I’d heard the capital I in institute. That must be what they called the compound. Filing it away for a later subject of questioning along with his odd use of the word “what,” I took a change of clothes into the bathroom and showered. I left the door open to hear if Michael changed his mind and decided to make a break for it after all. The trickle of lukewarm water did little to drive the fatigue from my body or mind and I hurriedly soaped up. Climbing out ten minutes later, I dried off and wrapped a towel around my hips. The open door had kept the mirror from fogging and I shaved with a few quick strokes. Slipping on jeans and a sweatshirt, I pulled my wet hair back tightly. Before we left I would stuff it up in a baseball hat. I hadn’t been seen, yeah, but it didn’t hurt to change the look. If we were somehow traced to this motel, they could easily get a description of me from the desk clerk.

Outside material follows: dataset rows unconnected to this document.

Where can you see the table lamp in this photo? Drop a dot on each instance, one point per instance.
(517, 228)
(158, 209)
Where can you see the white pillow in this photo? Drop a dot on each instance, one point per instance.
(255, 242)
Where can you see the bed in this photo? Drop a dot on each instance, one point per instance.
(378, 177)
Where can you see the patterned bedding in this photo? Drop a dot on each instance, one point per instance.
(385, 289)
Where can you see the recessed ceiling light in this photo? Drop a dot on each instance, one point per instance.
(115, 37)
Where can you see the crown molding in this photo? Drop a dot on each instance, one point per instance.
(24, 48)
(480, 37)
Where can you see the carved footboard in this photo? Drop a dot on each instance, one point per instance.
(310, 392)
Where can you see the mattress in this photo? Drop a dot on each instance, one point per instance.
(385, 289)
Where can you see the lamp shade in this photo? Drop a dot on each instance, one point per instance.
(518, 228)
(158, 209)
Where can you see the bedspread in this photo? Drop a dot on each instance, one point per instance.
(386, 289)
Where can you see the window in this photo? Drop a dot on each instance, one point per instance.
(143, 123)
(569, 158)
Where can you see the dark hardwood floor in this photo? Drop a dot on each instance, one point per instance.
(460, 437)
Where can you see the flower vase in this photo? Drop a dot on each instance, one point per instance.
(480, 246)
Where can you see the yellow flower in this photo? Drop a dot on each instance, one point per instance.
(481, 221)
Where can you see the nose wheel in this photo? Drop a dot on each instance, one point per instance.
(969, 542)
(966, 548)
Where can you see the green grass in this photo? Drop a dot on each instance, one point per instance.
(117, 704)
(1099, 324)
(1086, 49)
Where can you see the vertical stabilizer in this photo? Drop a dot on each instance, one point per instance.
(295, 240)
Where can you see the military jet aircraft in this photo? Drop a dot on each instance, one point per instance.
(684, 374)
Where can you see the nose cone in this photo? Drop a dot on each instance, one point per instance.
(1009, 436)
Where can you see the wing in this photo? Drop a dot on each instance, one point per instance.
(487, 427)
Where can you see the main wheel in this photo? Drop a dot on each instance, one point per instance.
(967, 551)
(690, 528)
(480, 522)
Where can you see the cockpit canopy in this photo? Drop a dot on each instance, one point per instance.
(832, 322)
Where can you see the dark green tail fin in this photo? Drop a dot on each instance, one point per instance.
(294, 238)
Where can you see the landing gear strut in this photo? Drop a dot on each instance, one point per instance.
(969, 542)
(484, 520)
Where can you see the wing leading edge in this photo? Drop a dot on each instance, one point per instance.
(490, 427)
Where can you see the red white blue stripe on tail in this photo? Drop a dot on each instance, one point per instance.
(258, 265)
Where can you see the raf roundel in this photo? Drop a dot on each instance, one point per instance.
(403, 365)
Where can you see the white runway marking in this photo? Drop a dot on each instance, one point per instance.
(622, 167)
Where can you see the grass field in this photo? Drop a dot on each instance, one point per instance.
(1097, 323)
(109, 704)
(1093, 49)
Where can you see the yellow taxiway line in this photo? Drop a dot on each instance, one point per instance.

“Michael, you’re up.” I walked back into the room and gathered some of my clothes for him. “Here’re some sweats and more ointment for your feet. And I think I packed some sneakers that’ll do. They might be a little big, but I don’t think we’ll be doing much hiking.”
He accepted the bundle wordlessly, went into the bathroom, and closed the door behind him. I guess he had no fear that I might make a run for it. By the time he returned with damp hair and sweat clothes that bagged on him, I was nearly ready to go. Handing him the tennis shoes, I took the white pajamas from him. Taking out my penknife, I began to methodically shred the cloth to small, easily flushable pieces. “How are the feet?”
Sitting on the edge of the bed, he put on the shoes and tied the laces neatly. “Fine,” he said. He still didn’t know how to react to the concern, and it showed in the faintly mystified glance that he shot my way. It made me sincerely wish that Saul had used a real gun instead of the stun variety on that son of a bitch in the back of the van. That something so simple and basic as concern had been lacking from Michael’s life, it didn’t do much for the inner fire that had been smoldering since I’d seen that first room in the compound basement. “Let’s go, Misha,” I said gently. “There’s greasy food out there with our name all over it.”
“Misha?” He stood in shoes that surprisingly seemed to fit. Big feet had always run in our family.
“Michael is a mouthful,” I lied. If I couldn’t use the name I’d known him by since the day that he’d been born, then I wanted a name we could share . . . a name that wasn’t one those bastards had given him. The diminutive for Michael would do. “Misha is a nickname for Michael.” I cocked my head, deciding to go into our Russian heritage later. “That okay?”
He thought about it, then nodded. As always, he wasn’t exactly swimming in enthusiasm, but I counted it a win regardless. He did as well, I imagined, getting to keep at least a portion of the name he was attached to.